Customized Glock Metal Bodies
The upgrade to a metal-bodied Glock seems paradoxical. The Glock introduced lightweight polymers to firearms in the 1980s. But how many plastic coins do you have in your coin collection?
Because metals have resale value, do-it-yourself upgrades with metal parts could increase your gun's value. Bodies, magazine extensions, pins, and most any Glock part are available in metal or metal finishes. Popular metallic finishes include black oxide, gold titanium nitride, burnt bronze, aluminum, and stainless steel.
Precious Metal Glock Parts
Glocks with parts made of gold, traditionally a high-value material, have the highest market value. And if you want to do DIY gun upgrades or build the gun from scratch, many gold Glock makers sell the gun parts separately.

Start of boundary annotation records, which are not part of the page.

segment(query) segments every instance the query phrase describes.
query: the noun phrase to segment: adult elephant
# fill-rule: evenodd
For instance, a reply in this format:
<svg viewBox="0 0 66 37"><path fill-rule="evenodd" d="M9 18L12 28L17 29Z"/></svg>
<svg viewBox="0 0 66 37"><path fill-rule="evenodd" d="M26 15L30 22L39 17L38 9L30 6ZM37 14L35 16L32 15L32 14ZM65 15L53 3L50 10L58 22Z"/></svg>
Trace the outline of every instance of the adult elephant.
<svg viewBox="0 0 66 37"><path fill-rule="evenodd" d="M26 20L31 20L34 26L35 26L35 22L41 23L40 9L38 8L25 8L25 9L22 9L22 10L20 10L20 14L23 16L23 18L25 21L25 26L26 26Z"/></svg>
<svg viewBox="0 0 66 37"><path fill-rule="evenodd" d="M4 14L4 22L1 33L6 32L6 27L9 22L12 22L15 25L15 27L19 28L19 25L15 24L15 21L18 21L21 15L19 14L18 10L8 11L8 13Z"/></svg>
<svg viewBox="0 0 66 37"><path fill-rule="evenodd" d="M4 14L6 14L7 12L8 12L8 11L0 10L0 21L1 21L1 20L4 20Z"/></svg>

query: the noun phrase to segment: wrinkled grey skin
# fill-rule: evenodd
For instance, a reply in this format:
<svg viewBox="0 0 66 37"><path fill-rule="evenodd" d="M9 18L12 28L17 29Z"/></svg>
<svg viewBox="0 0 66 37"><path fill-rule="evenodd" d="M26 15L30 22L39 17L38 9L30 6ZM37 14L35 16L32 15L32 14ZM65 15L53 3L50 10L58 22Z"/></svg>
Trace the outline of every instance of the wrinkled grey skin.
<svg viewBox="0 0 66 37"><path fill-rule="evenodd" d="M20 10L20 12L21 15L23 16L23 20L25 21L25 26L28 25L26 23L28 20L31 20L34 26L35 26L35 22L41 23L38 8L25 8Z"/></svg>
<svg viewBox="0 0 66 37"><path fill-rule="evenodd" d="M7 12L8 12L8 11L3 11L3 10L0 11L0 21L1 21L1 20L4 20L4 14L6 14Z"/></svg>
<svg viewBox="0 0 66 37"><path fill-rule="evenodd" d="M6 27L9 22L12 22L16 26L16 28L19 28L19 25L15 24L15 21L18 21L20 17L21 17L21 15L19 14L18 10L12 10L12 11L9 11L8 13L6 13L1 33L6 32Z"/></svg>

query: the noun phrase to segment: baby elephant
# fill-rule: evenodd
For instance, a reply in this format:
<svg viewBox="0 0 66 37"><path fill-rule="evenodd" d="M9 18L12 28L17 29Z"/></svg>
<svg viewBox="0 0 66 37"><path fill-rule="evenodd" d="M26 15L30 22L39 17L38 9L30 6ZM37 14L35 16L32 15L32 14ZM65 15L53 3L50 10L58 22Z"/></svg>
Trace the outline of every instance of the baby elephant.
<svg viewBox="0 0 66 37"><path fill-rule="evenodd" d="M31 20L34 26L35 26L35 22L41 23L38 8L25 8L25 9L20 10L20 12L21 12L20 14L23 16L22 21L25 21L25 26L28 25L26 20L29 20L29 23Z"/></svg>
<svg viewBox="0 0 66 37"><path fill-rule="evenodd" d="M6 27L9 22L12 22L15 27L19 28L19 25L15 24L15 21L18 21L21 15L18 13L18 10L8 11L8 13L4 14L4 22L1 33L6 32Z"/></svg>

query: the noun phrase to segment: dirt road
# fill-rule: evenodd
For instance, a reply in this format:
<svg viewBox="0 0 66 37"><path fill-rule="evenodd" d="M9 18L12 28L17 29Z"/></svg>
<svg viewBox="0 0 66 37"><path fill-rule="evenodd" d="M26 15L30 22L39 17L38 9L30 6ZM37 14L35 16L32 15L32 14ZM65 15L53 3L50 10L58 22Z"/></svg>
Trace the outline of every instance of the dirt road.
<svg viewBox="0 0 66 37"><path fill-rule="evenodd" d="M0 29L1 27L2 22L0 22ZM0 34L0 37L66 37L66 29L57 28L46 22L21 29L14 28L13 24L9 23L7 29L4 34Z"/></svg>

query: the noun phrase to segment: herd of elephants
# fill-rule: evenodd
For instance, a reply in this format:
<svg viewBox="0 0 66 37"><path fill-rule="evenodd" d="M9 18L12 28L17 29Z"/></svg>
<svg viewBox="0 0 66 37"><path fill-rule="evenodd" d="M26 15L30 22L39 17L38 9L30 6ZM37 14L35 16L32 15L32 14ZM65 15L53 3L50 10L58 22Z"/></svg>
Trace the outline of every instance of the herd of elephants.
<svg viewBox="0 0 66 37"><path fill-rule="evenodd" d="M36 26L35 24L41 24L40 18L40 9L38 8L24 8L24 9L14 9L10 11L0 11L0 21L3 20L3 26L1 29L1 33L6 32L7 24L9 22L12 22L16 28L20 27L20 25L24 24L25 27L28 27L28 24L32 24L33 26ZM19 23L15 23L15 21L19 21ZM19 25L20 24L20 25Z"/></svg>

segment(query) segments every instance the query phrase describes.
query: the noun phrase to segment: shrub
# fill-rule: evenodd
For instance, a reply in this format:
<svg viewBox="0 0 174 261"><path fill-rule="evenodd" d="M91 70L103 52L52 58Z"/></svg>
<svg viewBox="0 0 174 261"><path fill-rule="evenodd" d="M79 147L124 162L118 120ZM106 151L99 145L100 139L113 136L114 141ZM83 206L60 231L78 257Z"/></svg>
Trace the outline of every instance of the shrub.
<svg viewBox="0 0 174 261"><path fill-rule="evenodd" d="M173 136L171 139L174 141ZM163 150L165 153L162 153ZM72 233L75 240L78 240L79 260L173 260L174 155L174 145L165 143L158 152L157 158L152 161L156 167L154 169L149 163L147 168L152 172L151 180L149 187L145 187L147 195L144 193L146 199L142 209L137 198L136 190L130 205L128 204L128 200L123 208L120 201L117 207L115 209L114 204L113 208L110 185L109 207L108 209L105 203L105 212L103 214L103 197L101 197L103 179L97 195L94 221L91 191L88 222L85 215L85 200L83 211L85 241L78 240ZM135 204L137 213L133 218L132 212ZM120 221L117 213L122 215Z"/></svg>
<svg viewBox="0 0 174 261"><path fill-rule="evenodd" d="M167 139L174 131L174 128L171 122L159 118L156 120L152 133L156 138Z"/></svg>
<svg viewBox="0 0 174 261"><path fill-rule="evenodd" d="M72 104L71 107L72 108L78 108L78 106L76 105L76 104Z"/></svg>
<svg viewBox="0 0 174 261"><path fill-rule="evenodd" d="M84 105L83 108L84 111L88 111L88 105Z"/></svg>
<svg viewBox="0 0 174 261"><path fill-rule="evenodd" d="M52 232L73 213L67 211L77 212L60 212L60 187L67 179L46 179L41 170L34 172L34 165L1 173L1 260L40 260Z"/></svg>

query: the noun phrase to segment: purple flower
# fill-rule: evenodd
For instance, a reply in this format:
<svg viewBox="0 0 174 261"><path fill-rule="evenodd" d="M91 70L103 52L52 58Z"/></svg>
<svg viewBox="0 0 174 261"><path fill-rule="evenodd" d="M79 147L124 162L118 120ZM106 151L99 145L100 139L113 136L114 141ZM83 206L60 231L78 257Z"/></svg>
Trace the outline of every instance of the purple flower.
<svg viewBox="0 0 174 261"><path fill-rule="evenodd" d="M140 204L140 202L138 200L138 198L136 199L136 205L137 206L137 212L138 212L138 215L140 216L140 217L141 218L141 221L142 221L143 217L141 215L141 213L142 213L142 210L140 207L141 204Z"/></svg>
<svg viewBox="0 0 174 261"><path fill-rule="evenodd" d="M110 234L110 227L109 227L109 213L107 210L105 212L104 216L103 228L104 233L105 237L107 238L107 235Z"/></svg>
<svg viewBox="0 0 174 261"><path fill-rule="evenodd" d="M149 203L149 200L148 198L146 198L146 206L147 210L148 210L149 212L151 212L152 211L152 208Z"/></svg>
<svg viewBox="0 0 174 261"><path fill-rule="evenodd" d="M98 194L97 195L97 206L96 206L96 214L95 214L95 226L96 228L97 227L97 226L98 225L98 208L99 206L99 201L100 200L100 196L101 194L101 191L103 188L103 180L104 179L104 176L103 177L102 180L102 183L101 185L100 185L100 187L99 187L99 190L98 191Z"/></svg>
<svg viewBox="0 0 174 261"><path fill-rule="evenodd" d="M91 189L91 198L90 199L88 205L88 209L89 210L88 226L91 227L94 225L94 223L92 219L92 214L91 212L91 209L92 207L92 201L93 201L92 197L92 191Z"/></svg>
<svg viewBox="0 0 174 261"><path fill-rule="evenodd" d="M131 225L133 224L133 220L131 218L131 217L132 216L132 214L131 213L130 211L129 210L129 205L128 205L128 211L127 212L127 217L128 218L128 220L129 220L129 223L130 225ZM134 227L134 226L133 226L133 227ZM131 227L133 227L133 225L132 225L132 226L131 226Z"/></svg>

Some Glocks are potential collectors' items. The highest-priced custom Glocks often have at least a touch of gold in their design. But like with cars, the availability of parts can affect the value. Whether you need gun slides, barrels, or frame pins, custom parts could become more difficult and expensive to source over time.
The DIY Designer Models
The latest trend in Glocks is designer-styled bodies, mostly made of polymer. DIYers making these guns often place more value on advanced features. They seek slide-stop levers, talon grips, extended magazine releases, and RMR sight parts with new functionality.
You have a wide design range to choose from, including sporty, spy, and space-related designs. Some of the space-age plastic pistols look like cheap hand drills, but they could be worth a lot one day.
In polymer designs, originals and limited editions appreciate in value long term. If your Glock has commemorative value, such as the Desert Storm Glock has, it will sell for more. Early Austrian and Swiss Guard Glocks are worth holding onto, too. In this class, though, before tinkering, you should consider if the gun will be worth more with its original parts.